How this applies, and what is noticed:
For example, during the upgrade, the config will be changed for all interfaces where fgfm is enabled :
set allowaccess ping https fgfm
To
set allowaccess ping https
Notably, this happens only if central-management is not used. If central-management is set to FortiManager, this change will not happen.
This may be noticed when daily config diffs are run on a local server, but it is a normal behavior.
Fortigate # config system central-management
Fortigate (central-management) # show
config system central-management
set type fortimanager (other available options: fortiguard / none)
set fmg "10.11.12.13"
end
Note:
If fgfm is enabled, disable it as a workaround for the CVE-2024-23113 vulnerability.

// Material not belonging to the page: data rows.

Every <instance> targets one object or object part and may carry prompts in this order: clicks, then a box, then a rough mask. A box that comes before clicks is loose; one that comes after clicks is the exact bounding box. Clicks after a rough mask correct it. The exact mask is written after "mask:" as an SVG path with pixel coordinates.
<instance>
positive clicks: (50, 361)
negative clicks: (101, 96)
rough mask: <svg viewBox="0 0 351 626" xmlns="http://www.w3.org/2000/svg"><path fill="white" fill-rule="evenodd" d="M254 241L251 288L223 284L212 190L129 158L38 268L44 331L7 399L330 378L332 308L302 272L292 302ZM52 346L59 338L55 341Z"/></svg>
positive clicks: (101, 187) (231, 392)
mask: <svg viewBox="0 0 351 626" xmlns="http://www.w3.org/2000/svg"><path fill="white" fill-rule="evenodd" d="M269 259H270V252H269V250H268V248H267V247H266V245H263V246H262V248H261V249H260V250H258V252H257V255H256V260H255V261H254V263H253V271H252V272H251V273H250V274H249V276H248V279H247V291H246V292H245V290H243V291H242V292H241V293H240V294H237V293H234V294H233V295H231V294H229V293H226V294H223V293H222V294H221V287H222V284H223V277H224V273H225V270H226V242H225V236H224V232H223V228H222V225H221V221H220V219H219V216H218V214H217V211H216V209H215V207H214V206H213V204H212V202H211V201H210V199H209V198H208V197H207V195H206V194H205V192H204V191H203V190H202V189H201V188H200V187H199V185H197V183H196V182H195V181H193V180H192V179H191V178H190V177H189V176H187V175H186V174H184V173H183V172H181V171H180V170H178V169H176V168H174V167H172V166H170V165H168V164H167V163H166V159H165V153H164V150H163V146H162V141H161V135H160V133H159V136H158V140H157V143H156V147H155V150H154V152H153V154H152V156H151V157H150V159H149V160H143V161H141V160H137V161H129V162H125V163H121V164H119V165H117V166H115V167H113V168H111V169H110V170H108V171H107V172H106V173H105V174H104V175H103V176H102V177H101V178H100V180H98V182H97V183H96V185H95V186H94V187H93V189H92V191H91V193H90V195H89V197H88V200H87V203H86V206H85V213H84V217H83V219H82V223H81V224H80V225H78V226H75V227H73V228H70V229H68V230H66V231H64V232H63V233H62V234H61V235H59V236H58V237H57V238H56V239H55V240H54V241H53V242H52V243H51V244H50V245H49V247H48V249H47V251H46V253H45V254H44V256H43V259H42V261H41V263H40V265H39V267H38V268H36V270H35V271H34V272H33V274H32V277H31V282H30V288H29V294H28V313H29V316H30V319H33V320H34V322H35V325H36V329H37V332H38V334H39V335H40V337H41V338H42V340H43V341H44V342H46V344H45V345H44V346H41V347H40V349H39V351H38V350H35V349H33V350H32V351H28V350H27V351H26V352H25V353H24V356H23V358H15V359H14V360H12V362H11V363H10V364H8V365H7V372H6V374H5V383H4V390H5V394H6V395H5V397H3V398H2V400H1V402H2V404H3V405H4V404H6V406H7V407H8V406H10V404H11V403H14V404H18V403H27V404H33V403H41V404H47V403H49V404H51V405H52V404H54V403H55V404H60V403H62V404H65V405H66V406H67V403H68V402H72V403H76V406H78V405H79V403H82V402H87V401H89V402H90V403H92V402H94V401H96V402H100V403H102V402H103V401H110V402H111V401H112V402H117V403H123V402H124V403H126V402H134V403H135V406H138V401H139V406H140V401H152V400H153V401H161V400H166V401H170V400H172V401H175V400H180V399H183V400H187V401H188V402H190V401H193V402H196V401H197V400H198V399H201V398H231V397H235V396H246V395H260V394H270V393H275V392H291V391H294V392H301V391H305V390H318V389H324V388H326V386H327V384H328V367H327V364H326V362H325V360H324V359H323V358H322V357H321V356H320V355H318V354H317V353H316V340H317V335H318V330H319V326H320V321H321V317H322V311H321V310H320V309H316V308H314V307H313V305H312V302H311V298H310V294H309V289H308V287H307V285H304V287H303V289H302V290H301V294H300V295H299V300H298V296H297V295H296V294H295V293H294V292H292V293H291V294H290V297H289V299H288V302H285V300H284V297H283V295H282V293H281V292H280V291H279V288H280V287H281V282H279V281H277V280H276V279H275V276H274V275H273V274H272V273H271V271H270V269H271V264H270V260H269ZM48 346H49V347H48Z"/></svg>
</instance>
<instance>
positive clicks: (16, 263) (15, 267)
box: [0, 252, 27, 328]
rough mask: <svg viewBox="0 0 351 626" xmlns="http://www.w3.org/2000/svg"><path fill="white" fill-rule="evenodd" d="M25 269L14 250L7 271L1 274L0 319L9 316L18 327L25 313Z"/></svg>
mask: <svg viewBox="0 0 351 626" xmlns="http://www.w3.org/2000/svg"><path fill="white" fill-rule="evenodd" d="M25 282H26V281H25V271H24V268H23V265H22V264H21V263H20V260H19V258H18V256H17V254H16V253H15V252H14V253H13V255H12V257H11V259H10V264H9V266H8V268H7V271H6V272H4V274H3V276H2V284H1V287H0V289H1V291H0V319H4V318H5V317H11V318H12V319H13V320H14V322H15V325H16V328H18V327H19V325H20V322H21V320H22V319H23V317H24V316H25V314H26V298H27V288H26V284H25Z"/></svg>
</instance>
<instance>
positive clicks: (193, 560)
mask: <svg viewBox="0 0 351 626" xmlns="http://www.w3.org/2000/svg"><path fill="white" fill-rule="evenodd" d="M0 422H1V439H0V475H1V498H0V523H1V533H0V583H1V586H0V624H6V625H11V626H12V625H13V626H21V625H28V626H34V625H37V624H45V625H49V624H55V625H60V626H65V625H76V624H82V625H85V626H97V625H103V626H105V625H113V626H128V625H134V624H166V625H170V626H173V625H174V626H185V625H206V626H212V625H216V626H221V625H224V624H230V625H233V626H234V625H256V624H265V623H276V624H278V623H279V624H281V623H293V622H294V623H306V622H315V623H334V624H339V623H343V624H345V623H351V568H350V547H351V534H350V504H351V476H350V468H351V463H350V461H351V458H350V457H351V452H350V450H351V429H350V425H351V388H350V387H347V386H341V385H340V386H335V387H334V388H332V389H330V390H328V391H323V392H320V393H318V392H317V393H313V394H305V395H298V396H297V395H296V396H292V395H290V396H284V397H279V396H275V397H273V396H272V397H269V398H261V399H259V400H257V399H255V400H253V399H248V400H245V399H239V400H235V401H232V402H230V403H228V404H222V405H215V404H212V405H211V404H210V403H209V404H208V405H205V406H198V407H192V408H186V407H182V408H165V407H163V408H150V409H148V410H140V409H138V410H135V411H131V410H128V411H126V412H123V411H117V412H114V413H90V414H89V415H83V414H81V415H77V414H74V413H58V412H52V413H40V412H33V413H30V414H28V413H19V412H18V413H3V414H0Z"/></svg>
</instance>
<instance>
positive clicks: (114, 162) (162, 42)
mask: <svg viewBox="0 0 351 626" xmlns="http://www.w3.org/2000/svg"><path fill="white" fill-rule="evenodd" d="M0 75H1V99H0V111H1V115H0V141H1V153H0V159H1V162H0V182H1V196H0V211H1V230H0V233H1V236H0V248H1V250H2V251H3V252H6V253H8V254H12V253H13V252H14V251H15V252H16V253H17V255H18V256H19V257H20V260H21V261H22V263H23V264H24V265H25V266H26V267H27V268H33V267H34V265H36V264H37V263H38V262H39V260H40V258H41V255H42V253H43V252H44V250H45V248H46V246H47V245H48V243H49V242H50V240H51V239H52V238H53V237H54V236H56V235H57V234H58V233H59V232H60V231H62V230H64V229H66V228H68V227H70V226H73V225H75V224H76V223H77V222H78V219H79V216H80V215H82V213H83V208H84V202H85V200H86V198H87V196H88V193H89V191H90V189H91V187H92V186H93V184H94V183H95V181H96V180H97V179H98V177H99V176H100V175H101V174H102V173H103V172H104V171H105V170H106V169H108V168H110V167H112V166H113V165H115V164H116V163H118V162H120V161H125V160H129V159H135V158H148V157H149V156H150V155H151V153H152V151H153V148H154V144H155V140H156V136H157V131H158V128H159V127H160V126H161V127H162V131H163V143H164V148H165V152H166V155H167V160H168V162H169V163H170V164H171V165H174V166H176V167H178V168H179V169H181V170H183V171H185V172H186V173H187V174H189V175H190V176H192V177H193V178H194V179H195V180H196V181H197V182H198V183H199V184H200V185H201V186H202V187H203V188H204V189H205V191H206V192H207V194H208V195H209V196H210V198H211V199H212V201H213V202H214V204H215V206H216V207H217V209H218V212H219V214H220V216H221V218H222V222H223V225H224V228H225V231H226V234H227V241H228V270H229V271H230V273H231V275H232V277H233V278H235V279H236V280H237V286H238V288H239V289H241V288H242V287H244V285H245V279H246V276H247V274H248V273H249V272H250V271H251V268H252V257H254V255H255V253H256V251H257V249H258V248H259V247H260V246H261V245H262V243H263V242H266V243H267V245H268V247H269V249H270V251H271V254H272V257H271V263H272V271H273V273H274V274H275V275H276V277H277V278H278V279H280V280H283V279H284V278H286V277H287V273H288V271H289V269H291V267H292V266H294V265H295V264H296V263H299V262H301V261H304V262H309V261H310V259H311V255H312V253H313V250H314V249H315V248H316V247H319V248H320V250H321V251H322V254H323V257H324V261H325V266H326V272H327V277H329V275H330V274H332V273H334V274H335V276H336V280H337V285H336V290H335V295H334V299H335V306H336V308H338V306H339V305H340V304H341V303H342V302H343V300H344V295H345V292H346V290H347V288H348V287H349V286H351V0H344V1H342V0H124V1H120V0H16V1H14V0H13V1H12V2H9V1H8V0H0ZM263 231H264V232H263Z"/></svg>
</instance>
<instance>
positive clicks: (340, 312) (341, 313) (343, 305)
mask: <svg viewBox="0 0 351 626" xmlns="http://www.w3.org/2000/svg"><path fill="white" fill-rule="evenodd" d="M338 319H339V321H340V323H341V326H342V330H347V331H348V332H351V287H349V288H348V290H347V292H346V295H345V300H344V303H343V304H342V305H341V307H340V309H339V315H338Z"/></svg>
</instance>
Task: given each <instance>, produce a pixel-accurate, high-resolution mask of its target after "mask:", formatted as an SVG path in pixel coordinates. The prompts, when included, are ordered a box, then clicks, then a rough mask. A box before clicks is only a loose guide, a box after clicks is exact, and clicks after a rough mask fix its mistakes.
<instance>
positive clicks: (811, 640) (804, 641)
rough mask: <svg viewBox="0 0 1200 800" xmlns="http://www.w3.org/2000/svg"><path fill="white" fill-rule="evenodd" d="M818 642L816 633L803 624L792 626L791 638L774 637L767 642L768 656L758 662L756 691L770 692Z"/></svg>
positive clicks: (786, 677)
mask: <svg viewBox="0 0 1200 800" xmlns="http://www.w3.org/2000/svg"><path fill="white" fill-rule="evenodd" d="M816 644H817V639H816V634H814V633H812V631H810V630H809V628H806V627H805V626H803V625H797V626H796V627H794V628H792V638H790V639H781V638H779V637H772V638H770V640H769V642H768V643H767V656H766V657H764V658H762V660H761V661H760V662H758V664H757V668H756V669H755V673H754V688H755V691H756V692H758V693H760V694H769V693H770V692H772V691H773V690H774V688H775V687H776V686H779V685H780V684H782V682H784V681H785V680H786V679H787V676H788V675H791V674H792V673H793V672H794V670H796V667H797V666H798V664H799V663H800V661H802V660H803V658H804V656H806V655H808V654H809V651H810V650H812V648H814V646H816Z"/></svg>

To ensure fgfm is disabled on all interfaces, use the following:
- CLI: Run 'show system interface | grep -f fgfm' to check for any interfaces with fgfm enabled.
- GUI: Go to Network- > Interfaces and ensure FMG-Access is not selected under Administrative Access for any interface.
To disable fgfm (FortiGate to FortiManager access) on an interface, use the following command:
config system interface
edit <interface_name>
set allowaccess ping https ssh http snmp telnet fgfm fabric ftm <----- Remove fgfm and save the config.
next
end
This applies only if the FortiGate is managed by FortiManager and the firmware version is v7.4.2 or older, v7.2.6 or older, v7.0.13 or older.